Provean input files were produced based on VEP output using commands below. Some trial runs were completed using a computer to understand how quickly Provean can be run in parallel to work through all annotated genes.

# running PROVEAN

# installation & dependencies
# 1. checked that blast was installed and also reinstalled cd-hit to avoid issue with certain version
# 2. installed the NCBI nr database
sudo mkdir /opt/ncbi_blast_nr_db_2018-01-29
sudo chmod 775 /opt/ncbi_blast_nr_db_2018-01-29
sudo chown administrator:administrator /opt/ncbi_blast_nr_db_2018-01-29
cd /opt/ncbi_blast_nr_db_2018-01-29
update_blastdb --passive --decompress --timeout 300 --force --verbose nr
# 3. install provean
tar xvf provean-1.1.5.tar.gz
cd provean-1.1.5
./configure BLAST_DB=/opt/ncbi_blast_nr_db_2018-01-29/nr
make
sudo make install

# prepare PROVEAN inputs using protein sequence fasta and the results of a VEP analysis
# create bed summary of output that we can easily do random searches from
cat Boco_wgs_BZ_HN_joint_variants_VEP_effects | \
awk '{ if ($11 ~ "/") print $0 }' | cut -f 5,10,11 | \
awk -v OFS="\t" '{ print $1, $2+0, $2+1, $3 }' | \
sort -k1,1 -k2,2n | bgzip -c \
> Boco_wgs_BZ_HN_joint_variants_VEP_effects.coding.bed.gz

# index this bed and the protein fasta
tabix -p bed Boco_wgs_BZ_HN_joint_variants_VEP_effects.coding.bed.gz
samtools faidx Bcon_rnd3.all.maker.proteins.fasta

# pull out protein variants and format properly, and gather protein fasta sequences
# variants with an X (any amino acid) are excluded
cat Boco_wgs_BZ_HN_joint_variants_VEP_effects | \
awk '{ if ($11 ~ "/") print $0 }' | cut -f5 | sort | uniq | \
while read protein; \
do \
echo ${protein}; \
tabix Boco_wgs_BZ_HN_joint_variants_VEP_effects.coding.bed.gz ${protein} | \
awk -v OFS="\t" '{ if ($4 !~ "X") print $0 }' | \
awk -F "\t|/" -v OFS="," '{ print $2, $4, $5 }' | sed 's/-/./g' \
> input_files_per_protein/${protein}.var.txt; \
samtools faidx Bcon_rnd3.all.maker.proteins.fasta ${protein} \
> input_files_per_protein/${protein}.seq.fasta; \
done

# I am able to run PROVEAN just fine, but it takes N minutes on 1 core for a protein
# of average length, mostly due to the BLAST. Given we need to run almost 15k proteins,
# we need to parallelize this a lot.
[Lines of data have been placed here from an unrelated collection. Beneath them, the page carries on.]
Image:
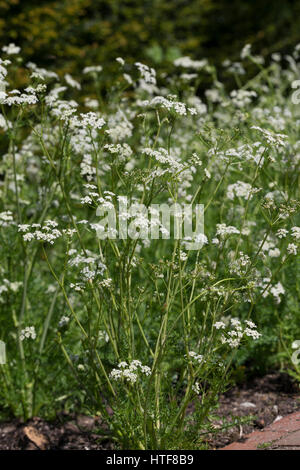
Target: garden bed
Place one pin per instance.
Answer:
(266, 398)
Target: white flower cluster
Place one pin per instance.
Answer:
(162, 156)
(240, 189)
(129, 372)
(89, 120)
(241, 98)
(223, 230)
(123, 151)
(170, 104)
(187, 63)
(48, 233)
(147, 73)
(63, 321)
(233, 336)
(11, 49)
(6, 219)
(28, 332)
(196, 357)
(93, 69)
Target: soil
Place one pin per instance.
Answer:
(267, 399)
(37, 434)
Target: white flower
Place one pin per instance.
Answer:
(296, 232)
(292, 249)
(73, 83)
(28, 332)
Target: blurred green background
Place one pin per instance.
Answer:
(66, 35)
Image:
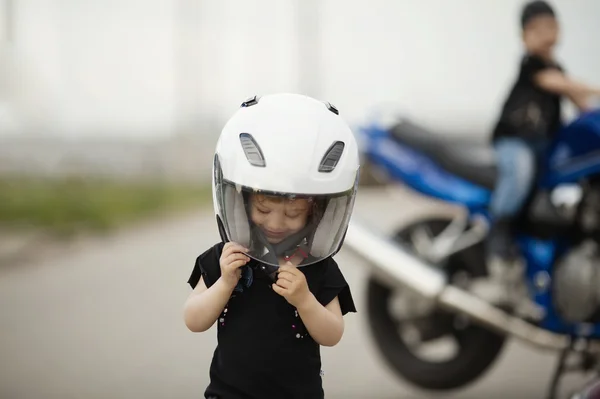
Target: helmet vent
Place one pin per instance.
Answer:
(252, 150)
(331, 157)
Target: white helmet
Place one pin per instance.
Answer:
(285, 176)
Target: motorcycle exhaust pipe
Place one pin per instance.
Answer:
(401, 268)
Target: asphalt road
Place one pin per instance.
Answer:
(104, 320)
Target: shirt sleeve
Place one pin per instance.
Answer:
(334, 284)
(207, 266)
(533, 64)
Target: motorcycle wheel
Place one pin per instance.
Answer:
(477, 346)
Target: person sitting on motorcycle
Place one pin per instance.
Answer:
(529, 118)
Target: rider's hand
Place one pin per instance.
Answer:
(232, 258)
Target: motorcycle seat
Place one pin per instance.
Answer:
(470, 160)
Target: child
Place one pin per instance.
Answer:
(530, 117)
(284, 181)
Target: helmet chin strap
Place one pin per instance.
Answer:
(285, 247)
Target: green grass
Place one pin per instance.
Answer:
(66, 206)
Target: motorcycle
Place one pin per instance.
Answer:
(424, 279)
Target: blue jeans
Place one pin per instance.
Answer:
(517, 166)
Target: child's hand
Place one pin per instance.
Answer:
(291, 284)
(231, 260)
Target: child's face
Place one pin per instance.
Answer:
(278, 217)
(541, 35)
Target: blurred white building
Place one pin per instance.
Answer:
(152, 69)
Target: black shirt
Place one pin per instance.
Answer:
(530, 112)
(264, 351)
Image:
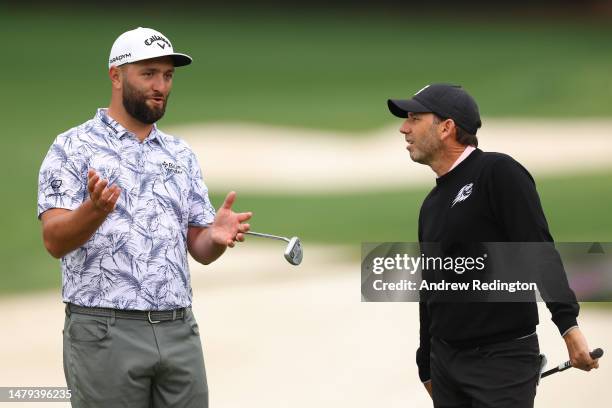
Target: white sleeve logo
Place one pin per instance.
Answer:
(463, 194)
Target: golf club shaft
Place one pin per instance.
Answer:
(597, 353)
(259, 234)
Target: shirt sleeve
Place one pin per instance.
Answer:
(515, 202)
(62, 180)
(201, 211)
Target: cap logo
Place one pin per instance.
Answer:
(422, 89)
(159, 40)
(120, 57)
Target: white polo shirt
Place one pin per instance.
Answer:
(137, 259)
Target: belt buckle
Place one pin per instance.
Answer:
(150, 320)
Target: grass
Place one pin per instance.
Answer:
(332, 71)
(352, 218)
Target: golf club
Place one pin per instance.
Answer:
(293, 252)
(597, 353)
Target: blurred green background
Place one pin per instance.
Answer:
(325, 70)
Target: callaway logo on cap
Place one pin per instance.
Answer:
(144, 43)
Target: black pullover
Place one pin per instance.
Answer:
(501, 205)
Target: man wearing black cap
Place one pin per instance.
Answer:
(477, 354)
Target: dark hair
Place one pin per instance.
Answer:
(463, 137)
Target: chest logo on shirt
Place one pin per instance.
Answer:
(463, 194)
(172, 167)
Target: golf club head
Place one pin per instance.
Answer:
(294, 251)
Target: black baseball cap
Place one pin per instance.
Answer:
(446, 101)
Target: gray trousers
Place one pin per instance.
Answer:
(114, 362)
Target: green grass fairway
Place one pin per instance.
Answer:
(332, 71)
(350, 219)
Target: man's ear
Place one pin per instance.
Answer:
(116, 76)
(447, 128)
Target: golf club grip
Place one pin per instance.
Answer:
(597, 353)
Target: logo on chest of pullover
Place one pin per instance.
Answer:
(463, 194)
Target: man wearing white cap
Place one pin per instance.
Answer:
(121, 203)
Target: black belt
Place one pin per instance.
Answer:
(151, 316)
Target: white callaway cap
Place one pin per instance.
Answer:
(143, 43)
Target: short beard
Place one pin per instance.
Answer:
(430, 147)
(135, 103)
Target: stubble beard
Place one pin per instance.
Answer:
(135, 103)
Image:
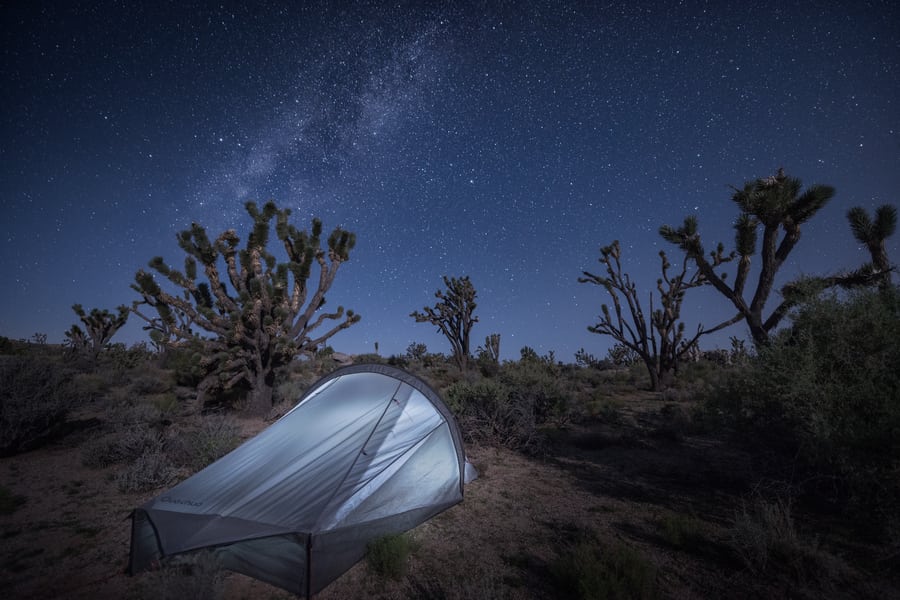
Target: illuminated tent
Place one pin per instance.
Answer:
(370, 450)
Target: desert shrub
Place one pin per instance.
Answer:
(370, 358)
(478, 583)
(827, 391)
(387, 556)
(151, 470)
(398, 360)
(488, 414)
(122, 447)
(216, 436)
(606, 407)
(290, 390)
(682, 531)
(590, 571)
(765, 537)
(184, 362)
(10, 502)
(151, 381)
(35, 398)
(536, 383)
(193, 575)
(122, 358)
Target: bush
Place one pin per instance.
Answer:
(682, 531)
(387, 556)
(536, 383)
(827, 390)
(124, 447)
(184, 362)
(765, 537)
(194, 575)
(10, 502)
(151, 470)
(592, 572)
(488, 414)
(216, 436)
(35, 398)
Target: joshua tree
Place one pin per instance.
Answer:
(773, 203)
(872, 234)
(101, 326)
(660, 343)
(453, 316)
(491, 348)
(268, 314)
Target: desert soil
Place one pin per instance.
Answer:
(69, 537)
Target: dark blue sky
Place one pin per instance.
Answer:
(503, 142)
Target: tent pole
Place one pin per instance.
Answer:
(309, 566)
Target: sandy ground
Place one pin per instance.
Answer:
(69, 538)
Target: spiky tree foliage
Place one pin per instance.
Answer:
(99, 327)
(453, 316)
(659, 341)
(872, 233)
(261, 313)
(775, 205)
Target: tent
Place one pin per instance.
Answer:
(370, 450)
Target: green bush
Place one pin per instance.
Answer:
(826, 391)
(36, 395)
(151, 470)
(536, 383)
(185, 365)
(193, 575)
(122, 447)
(10, 502)
(387, 556)
(589, 571)
(488, 414)
(764, 535)
(682, 531)
(216, 436)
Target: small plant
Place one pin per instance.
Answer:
(35, 398)
(216, 436)
(589, 571)
(124, 447)
(765, 537)
(681, 531)
(196, 575)
(153, 469)
(9, 502)
(387, 556)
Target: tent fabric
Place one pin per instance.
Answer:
(369, 450)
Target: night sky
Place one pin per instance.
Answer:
(505, 142)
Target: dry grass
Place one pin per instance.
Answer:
(665, 502)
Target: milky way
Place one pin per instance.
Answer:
(503, 142)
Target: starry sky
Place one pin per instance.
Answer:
(504, 141)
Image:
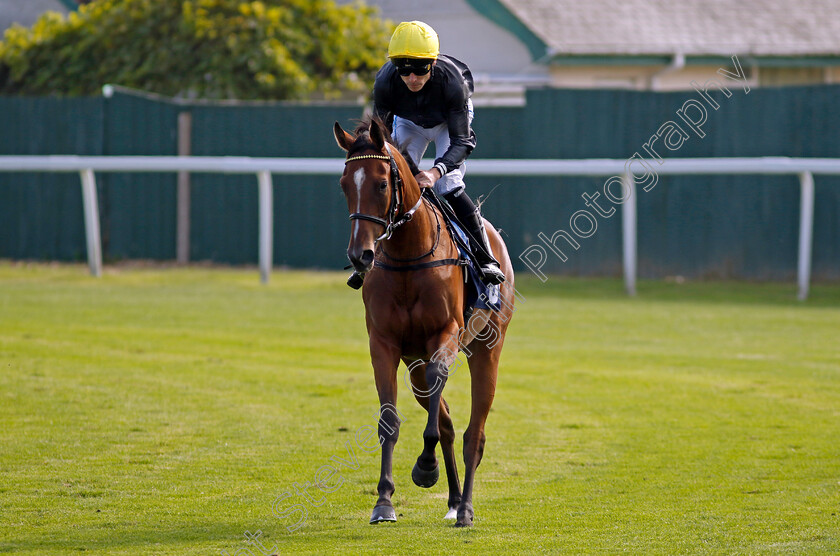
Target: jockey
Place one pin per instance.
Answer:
(424, 96)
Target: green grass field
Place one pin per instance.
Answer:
(163, 411)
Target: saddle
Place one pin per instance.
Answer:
(478, 294)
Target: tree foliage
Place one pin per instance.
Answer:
(269, 49)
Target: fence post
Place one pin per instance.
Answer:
(266, 200)
(182, 240)
(91, 208)
(806, 232)
(628, 234)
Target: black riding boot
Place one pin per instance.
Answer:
(470, 217)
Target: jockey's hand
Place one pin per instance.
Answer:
(428, 178)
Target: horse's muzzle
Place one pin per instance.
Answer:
(362, 260)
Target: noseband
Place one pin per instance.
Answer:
(393, 219)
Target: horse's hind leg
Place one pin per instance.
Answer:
(447, 438)
(385, 360)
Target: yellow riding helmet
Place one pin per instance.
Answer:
(414, 39)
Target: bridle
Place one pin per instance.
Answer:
(393, 221)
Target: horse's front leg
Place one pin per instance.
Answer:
(385, 358)
(444, 349)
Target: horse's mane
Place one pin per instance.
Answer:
(363, 141)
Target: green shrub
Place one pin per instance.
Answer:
(271, 49)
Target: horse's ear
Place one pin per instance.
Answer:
(344, 139)
(377, 135)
I plan to run 4 sets of jobs in parallel on
# moonunits 0-2 and javelina (2000 proteins each, running on 10 cores, total run time
# of 8-10 days). I will also run 1 large set of jobs using jetstream (8000 proteins,
# running on 43 cores, total run time of 8-9 days). Math assumes 1 core per job and that
# jobs last approximately N minutes on average.